Horas
Estou bêbada.
Como se tivesse bebido horas a vida toda.
Tempo que não me sai.
Estou frouxa como um pedaço de vidro que se esqueceu de esfriar.
E como se fosse os restos de café no fundo insólito da xícara, paradoxalmente me sequei.
Sequei-me de tamanha descrença que nunca saiu de seu primitivo estado de matéria: a solidez.
E sólida assim que à existência afirmo: estou. Sem adjetivos e à nova pergunta: não tão certamente.
Sou o esperar desesperando dos meus órgãos coração relógio perderem os digitais ou quebrarem-lhe os ponteiros ou mudarem o fuso sem me avisar.
Alerta ao momento em que verei tão leve minh’alma flutuando a meu lado e de tamanha densidade poderia eu colocar-lhe flores na cabeça e caminhar e falar culinárias e novas técnicas de bordado inglês.
Estou bêbada de estrelas barulhentas caindo ao meu deserto. E não há um ser que passa para lhes fazer pedidos e promessas. E elas continuam caindo até que todos os homens fechem os olhos e se esqueçam que há estrelas que caem.
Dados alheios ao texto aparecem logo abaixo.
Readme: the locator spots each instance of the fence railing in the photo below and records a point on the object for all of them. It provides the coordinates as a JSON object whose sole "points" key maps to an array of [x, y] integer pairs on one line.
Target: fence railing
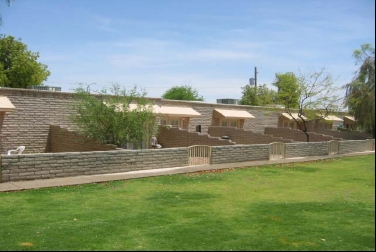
{"points": [[277, 150], [199, 154], [333, 147]]}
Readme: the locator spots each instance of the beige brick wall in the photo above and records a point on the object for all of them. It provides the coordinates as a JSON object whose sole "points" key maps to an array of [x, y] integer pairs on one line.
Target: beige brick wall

Se eu soluçasse abrupta e ruidosamente talvez os ranços abrissem fendas na parede cada vez maiores.
Eu seria uma única rançosa fenda bêbada soluçante na parede.
E um ruído cada vez mais abrupto em todas as fendas.
E um único ranço em todos os soluços abruptos das paredes ruidosas de todo o mundo.
Mas estou incansavelmente embriagada.